Wind blew our tree down onto a neighbors yard. Is it my responsibility to remove it or his. (Legaly?)
I do not live in the USA but I would be inclined to think that you would be legally responsible for your tree that fell onto someone elses property. In the UK it would be considered trespass and you have a duty of care to prevent such things happening. Not clearing up your tree is not very neighbourly but as with a lot of cases neighbour disputes can be very complicated.
i'm not a lawyer or insurance agent.
But, from what i've seen trees blown down etc. are considered acts of God. An insurance man once explained to me, that if a tree fell across 4 yards, and the middle yard was uninsured, they don't get nothing from tree 'owners' or insurance etc. The insurance companies have it fixed like that; laws following or coerced to their lead...
Now, we did have a case where an elderly Lady, next to a HighSchool; at the edge of her property,w ehre she didn't go, leaving the kids alone,a nd hoping to be left alone was liable, for a large fallen branch; becasue it was dead, therefore ruled a standing hazard that she allowed to exist.

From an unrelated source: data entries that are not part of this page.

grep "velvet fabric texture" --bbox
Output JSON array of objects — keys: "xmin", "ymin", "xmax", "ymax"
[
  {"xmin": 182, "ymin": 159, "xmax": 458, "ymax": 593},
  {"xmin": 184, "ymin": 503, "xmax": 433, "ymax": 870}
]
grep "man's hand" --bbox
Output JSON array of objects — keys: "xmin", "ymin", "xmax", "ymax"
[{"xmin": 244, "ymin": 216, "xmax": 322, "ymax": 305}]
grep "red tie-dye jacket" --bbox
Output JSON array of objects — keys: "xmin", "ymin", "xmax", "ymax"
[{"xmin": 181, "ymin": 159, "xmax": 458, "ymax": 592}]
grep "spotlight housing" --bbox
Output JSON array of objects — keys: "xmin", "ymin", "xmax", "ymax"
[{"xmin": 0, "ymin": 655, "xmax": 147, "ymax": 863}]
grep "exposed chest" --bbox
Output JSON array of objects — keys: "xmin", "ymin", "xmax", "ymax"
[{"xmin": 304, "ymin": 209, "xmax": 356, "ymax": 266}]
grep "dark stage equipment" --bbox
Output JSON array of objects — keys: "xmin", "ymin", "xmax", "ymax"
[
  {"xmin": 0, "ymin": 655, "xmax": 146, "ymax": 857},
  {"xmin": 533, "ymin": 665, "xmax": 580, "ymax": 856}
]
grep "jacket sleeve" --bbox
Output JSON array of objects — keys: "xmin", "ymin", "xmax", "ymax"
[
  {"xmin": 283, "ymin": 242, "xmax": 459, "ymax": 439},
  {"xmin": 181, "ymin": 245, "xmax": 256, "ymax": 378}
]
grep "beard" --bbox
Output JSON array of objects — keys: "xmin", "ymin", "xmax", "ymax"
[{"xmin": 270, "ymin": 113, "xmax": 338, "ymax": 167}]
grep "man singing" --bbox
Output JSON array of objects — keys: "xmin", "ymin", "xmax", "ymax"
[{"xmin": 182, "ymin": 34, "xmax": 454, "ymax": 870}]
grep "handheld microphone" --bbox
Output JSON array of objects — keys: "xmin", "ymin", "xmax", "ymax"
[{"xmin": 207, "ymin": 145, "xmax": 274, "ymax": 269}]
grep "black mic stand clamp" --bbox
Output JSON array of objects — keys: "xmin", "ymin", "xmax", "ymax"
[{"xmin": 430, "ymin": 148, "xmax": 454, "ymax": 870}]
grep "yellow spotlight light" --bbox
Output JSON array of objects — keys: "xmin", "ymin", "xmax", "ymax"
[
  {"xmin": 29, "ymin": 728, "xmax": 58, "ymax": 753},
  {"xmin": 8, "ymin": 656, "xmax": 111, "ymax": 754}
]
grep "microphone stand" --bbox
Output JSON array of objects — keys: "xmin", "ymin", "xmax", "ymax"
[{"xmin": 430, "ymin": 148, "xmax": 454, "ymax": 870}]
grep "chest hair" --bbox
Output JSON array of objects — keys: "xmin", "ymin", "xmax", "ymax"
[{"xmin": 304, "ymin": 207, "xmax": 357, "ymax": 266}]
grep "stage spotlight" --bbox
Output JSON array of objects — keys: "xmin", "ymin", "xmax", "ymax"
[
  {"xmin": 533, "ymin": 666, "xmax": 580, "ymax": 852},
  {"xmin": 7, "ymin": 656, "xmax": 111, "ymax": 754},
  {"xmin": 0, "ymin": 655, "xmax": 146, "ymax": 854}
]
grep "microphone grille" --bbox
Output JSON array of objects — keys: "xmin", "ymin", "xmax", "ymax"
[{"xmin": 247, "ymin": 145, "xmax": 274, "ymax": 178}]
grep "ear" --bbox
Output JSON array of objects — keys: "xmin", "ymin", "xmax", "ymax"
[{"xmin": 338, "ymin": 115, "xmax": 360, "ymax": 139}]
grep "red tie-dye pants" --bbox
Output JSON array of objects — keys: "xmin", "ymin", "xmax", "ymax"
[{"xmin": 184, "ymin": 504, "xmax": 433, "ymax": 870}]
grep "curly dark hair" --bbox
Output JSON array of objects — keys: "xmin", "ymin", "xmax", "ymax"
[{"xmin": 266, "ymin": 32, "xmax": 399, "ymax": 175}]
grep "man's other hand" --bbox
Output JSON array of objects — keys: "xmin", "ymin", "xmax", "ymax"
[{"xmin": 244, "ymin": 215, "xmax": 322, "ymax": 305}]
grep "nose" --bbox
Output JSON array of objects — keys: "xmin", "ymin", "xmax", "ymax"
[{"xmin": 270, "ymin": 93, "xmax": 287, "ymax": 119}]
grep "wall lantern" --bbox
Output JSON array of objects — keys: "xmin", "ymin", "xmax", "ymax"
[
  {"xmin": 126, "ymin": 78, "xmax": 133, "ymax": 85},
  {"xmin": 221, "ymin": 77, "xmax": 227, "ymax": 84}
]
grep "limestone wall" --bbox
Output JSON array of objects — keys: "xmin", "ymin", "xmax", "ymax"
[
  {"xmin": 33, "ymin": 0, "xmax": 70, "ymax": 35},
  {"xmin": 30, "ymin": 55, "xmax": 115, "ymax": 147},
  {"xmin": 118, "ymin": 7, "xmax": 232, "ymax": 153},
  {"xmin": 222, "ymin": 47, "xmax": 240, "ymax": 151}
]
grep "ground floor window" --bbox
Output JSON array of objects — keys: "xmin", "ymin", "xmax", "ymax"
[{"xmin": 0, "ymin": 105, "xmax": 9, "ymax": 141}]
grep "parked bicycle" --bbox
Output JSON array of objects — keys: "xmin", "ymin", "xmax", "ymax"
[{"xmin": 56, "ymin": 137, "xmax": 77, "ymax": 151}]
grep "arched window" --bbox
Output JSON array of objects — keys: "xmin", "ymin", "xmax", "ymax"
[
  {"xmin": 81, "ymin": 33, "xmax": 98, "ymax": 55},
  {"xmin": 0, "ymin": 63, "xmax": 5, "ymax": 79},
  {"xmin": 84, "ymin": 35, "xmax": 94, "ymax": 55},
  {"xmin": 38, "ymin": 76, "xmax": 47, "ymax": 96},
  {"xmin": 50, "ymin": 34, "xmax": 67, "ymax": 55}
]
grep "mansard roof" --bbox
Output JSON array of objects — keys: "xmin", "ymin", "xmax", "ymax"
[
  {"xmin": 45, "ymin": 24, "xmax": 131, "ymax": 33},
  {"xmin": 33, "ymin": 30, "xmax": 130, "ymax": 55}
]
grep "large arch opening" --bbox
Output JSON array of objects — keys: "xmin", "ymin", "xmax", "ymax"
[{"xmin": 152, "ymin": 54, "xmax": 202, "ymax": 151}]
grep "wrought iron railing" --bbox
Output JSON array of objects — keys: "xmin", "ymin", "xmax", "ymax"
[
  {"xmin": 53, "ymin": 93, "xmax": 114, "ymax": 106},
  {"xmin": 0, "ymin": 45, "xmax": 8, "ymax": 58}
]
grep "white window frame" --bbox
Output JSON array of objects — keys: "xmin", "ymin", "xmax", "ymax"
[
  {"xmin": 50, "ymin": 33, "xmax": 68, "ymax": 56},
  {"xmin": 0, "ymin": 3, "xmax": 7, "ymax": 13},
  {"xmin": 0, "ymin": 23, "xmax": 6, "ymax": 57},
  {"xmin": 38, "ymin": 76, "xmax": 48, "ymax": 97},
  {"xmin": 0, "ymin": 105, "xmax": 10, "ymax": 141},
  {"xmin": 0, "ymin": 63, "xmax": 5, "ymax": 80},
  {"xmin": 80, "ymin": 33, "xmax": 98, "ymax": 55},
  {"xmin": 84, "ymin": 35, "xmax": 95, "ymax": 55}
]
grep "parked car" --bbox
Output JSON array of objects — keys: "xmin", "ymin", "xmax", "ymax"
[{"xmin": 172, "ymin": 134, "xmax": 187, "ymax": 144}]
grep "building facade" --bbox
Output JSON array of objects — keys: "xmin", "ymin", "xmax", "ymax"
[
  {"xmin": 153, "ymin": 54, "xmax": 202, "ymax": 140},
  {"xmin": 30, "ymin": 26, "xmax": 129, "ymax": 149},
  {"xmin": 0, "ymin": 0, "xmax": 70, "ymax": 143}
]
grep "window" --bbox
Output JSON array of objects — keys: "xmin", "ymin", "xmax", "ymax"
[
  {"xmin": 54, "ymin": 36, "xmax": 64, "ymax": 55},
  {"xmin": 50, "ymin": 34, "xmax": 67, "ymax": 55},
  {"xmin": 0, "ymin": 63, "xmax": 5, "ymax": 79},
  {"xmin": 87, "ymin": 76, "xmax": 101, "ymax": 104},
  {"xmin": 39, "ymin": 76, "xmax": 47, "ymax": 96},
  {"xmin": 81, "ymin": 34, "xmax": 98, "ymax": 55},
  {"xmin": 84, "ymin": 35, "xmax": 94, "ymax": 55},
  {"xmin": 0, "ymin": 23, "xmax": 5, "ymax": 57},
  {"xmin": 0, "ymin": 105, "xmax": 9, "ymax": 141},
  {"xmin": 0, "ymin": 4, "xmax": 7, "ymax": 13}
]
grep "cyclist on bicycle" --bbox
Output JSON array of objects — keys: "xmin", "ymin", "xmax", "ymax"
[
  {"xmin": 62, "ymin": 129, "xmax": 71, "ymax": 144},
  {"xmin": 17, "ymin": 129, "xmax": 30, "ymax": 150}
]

It didn't matter that the student parked the mustang convertible in a no parking zone, cuz was hiding and had no permit, nor that about 10 large limbs had died cuz the school had butchered them/ stobbed them off! The rest of the trees were healthy, except these improper cut branchings; which were towards the school/on her blind side.
So, the hair splitting seems to be: Act of God is not tree 'owners' fault; unless shown to be obviously dead/claimed that person allowed a hazard to exist. Many trees went down all over in the Florida hurricanes of 2004; and no finger pointing, just cleaning up of own yard. But, it is nice to be neighborly.
"Nature, to be commanded, must be obeyed" -Sir Francis Bacon
Generally, if a tree falls and damages your property, you are responsible. If it is a lot of damage, contact your insurance company for advice, or to file a claim. The neighbor is often held to be responsible for removing and cleaning up the fallen tree. Short of going to court (or arbitration) there is little you can do to force the neighbor to pay.
If the neighbor had construction knowledge of the potential for the tree to cause damage, you might have a good case to get the neighbor to pay all costs. If they are ‘neighborly’, perhaps they will agree to pay part or all of the costs. Talk to them.
Since I’m not a lawyer, I have to mention that this is not legal advice, but just my own understanding based on cases I’ve been involved in. When a question about the law comes up, contact your attorney.